Porto would never forget that night—the night the dead woke up. He and the rest of Aerling Surefoot’s men had found a new tunnel on the mountain, killed its single guard after an exchange of arrows, then blocked the passage at the end of the cavern with heavy stones and logs. With so much to do, they had not returned from the mountainside until after dark. It had been a fearful task, clambering down those icy, treacherous slopes when they did not dare light a torch for fear of lurking Norn bowmen, so by the time they reached the bottom the Mountain Goats had collapsed into sleep in a great huddle without bothering to find their way back to their designated fires.

Porto woke at the first shouts, but in his weariness he took the cries for something less fearful—men brawling among themselves perhaps, a common thing during this long, bone-chilling siege. It was only when he heard the great, creaking noise of the Nakkiga gates swinging open and the nearest sentries shouting their alarms, that Porto realized something dire was happening.

Mounted shadows swept outward from the gate, cutting down all before them in an unnatural near-silence. Even the cries of their victims were louder than the muffled hooves of the attackers’ mounts. Then, as Porto hurried forward, trying to find one of the scattered groups of soldiers to join, he saw that the duke’s camp was being attacked not just from the front, but from the rear as well, creating terrible confusion.

A man-shaped figure came staggering toward him out of the dark. At first he thought it was some hideously wounded Northman—which, in a way, it was, although this one’s wounds had killed him days or weeks earlier. The thing barely had eyes, just gleaming wetness deep in the sockets, and its rotting shroud exposed gaping, bloodless wounds in its face and chest.

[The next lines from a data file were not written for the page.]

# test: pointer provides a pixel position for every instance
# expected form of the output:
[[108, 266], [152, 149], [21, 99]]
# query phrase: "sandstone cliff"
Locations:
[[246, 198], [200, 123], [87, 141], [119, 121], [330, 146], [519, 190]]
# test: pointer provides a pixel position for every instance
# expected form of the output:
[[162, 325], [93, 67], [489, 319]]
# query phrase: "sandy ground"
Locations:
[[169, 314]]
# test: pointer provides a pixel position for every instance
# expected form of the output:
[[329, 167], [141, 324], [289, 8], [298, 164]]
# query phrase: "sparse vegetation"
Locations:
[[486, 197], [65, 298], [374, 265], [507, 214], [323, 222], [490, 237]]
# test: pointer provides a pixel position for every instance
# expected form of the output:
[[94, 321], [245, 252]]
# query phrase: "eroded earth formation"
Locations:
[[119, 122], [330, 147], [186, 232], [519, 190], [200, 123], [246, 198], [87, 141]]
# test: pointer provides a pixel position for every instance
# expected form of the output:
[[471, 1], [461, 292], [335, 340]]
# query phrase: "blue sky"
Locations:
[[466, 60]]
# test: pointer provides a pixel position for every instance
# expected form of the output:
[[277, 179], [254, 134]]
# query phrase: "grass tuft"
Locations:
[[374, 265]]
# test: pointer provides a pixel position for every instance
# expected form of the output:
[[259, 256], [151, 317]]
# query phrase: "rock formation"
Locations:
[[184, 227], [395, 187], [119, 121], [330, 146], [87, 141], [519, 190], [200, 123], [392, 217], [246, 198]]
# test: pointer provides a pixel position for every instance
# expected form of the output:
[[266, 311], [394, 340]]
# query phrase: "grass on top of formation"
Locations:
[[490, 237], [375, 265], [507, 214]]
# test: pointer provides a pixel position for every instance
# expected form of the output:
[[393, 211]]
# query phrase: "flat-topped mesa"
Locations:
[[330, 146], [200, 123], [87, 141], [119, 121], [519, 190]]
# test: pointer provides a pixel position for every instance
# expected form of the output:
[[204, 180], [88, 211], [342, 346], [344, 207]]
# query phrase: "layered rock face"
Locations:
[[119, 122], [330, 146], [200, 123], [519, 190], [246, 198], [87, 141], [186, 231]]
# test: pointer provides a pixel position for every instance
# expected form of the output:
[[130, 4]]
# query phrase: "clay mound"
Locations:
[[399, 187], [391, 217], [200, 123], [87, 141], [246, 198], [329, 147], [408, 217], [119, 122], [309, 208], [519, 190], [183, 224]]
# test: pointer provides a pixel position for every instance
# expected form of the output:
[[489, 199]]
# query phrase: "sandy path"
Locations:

The dead, he realized, terrified but also strangely unsurprised. The Norns have raised the dead. Our dead.

He dodged the thing’s clumsy reach but was almost caught by a swipe from the rusting knife clutched in its other hand. The thing did not even seem to realize it was armed, swinging both arms aimlessly, and Porto thanked God and all the saints that the things were slow as he leaped past it and brought his sword around hard enough to slice the dead man’s neck to the bone. The corpse stumbled, then slowly turned toward him as if its head were not half severed. Porto dragged his sword free and this time hacked at the corpse’s legs until he smashed its shin into a ragged white pulp of bone and unbleeding flesh and the thing finally toppled. Meanwhile he could hear the cries of his fellows as the shadowy White Foxes from the gate darted in and out among the Northmen, dealing death and terrible wounds, seemingly at will.

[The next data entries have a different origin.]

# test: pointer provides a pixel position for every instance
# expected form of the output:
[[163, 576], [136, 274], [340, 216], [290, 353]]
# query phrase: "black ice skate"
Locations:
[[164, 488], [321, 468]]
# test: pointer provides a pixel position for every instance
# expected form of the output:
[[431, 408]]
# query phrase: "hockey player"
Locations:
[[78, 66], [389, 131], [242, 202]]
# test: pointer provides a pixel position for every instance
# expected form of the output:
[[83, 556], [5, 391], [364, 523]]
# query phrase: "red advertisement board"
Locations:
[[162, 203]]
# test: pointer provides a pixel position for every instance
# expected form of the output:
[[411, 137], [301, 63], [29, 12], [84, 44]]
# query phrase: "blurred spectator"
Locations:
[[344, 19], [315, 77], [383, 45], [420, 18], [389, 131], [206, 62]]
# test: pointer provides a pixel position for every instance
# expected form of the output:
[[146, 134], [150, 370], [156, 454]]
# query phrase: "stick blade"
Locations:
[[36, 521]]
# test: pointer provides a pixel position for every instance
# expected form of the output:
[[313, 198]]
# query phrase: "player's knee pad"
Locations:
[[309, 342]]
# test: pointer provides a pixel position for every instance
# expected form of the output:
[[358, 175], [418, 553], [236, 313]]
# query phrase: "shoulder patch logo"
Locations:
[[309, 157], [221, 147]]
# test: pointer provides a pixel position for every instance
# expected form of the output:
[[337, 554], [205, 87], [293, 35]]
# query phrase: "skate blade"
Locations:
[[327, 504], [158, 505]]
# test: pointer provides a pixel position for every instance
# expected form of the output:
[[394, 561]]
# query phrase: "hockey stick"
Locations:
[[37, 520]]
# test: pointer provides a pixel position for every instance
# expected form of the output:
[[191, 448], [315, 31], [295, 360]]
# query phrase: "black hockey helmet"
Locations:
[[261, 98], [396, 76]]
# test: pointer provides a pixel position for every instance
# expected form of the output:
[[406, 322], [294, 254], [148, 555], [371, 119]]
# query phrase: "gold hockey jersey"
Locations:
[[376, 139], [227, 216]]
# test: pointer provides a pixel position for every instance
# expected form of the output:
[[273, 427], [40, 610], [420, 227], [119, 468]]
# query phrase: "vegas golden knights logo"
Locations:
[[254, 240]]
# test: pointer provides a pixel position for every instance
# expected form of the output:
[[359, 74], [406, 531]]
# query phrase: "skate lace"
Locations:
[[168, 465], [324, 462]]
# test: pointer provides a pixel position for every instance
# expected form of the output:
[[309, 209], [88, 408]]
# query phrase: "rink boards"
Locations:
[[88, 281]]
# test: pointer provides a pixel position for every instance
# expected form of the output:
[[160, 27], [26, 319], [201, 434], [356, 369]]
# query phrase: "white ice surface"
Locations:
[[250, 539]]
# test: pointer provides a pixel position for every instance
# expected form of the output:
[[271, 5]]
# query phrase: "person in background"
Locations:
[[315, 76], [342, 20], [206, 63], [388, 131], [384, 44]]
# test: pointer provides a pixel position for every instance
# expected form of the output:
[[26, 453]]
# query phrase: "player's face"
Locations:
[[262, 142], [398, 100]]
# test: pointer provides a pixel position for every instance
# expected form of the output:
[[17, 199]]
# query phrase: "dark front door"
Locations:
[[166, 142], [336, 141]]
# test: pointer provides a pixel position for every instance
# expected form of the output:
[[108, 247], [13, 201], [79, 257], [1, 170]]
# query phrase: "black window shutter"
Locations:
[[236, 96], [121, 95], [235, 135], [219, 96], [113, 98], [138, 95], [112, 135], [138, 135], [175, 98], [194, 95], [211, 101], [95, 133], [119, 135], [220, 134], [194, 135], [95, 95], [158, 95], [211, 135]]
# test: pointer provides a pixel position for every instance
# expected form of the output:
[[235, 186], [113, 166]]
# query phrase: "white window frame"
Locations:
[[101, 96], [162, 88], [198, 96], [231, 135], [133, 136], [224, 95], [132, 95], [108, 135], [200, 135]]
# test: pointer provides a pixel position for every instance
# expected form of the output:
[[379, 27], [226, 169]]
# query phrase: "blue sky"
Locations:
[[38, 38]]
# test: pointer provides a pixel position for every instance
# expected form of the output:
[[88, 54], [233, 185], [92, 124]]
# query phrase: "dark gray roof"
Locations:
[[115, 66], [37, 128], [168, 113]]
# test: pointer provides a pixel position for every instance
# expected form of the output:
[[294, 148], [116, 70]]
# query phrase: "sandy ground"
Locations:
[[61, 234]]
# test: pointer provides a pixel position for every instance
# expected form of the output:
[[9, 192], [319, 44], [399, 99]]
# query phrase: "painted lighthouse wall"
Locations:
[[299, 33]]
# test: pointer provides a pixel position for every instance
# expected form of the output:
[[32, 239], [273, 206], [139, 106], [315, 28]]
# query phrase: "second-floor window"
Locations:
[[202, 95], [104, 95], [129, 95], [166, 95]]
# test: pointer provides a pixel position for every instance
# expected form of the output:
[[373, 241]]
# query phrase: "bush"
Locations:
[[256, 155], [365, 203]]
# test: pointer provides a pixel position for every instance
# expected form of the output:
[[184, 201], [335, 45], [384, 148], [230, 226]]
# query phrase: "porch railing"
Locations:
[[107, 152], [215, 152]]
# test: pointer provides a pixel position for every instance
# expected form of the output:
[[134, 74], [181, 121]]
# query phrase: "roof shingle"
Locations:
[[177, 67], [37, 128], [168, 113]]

Porto finally severed the corpse’s head from its shoulders, stilling its movements, but he had been driven away from the nearest group of his fellow soldiers and now stood by himself in a swirling chaos of men and shadows. Some of the dark shapes seemed impossibly swift, others slow as dying insects. He called out for Aerling and the rest of the Mountain Goats but he might as well have been shouting in an empty forest.

Something careened toward him, a huge dark shape that, only at the last instant, he saw was a horse and rider. He had only time to throw himself flat on the snowy ground before he felt the wind of the rider’s stroke pass just above him. When he rolled over the Norn had vanished into the dark again.

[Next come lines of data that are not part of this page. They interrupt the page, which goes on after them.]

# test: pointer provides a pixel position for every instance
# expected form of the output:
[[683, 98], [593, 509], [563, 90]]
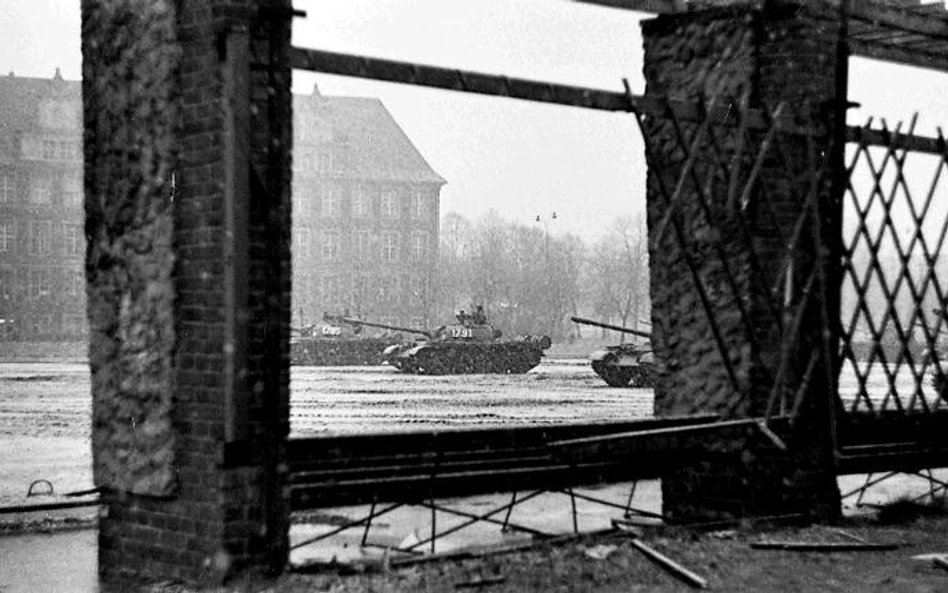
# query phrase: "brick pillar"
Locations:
[[188, 287], [767, 56]]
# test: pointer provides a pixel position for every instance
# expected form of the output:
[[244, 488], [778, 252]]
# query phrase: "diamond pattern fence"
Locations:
[[893, 293]]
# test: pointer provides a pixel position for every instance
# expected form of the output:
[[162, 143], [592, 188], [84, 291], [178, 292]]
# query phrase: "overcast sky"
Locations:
[[524, 159]]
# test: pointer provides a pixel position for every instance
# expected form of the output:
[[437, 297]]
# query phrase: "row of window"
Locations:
[[72, 326], [31, 282], [364, 247], [41, 191], [361, 203], [42, 237], [362, 289]]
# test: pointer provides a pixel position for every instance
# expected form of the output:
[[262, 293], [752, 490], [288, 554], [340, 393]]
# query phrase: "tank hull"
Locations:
[[460, 358], [330, 352], [624, 366]]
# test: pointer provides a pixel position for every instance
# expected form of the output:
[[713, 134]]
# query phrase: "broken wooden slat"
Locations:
[[672, 567], [481, 582], [823, 546]]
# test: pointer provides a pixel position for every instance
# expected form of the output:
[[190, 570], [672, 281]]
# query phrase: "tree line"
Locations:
[[530, 280]]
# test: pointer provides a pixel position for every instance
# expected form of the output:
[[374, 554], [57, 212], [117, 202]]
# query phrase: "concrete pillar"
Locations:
[[764, 56], [187, 138]]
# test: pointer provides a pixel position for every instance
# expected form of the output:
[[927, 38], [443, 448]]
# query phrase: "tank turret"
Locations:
[[471, 345], [335, 342], [622, 365]]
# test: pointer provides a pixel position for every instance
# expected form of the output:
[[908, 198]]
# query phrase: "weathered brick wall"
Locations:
[[709, 55], [781, 55], [222, 511], [130, 117]]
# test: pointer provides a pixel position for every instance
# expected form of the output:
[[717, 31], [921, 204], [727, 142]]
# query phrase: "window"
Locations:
[[301, 241], [417, 291], [388, 288], [74, 325], [39, 238], [362, 245], [324, 162], [331, 202], [41, 191], [360, 289], [72, 193], [419, 204], [74, 239], [361, 207], [42, 325], [7, 189], [7, 282], [419, 246], [301, 202], [390, 247], [330, 249], [76, 282], [389, 204], [329, 289], [39, 283], [49, 150], [68, 150], [7, 237]]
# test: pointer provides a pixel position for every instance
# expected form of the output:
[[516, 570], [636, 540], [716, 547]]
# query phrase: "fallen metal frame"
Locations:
[[471, 519], [935, 485], [692, 124]]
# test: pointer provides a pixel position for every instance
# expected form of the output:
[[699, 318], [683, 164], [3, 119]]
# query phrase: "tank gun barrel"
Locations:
[[349, 320], [618, 328]]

Porto did not know how long he had been fighting, or even whether many of his fellows still lived. His greatest fear, though, had not come to pass: he had destroyed half a dozen walking corpses and crippled several others, but none of the dead faces had been Endri’s. He hoped that if the demon-spell had roused the dead boy, the stones piled on his grave had kept him in the ground.

As he stood for a moment, head bowed, fighting for breath, he heard a shout of something like triumph. It didn’t sound like the poisonous cry of one of the Norns but like that of a good, hoarse mortal man, and he felt a sudden hope. What had happened?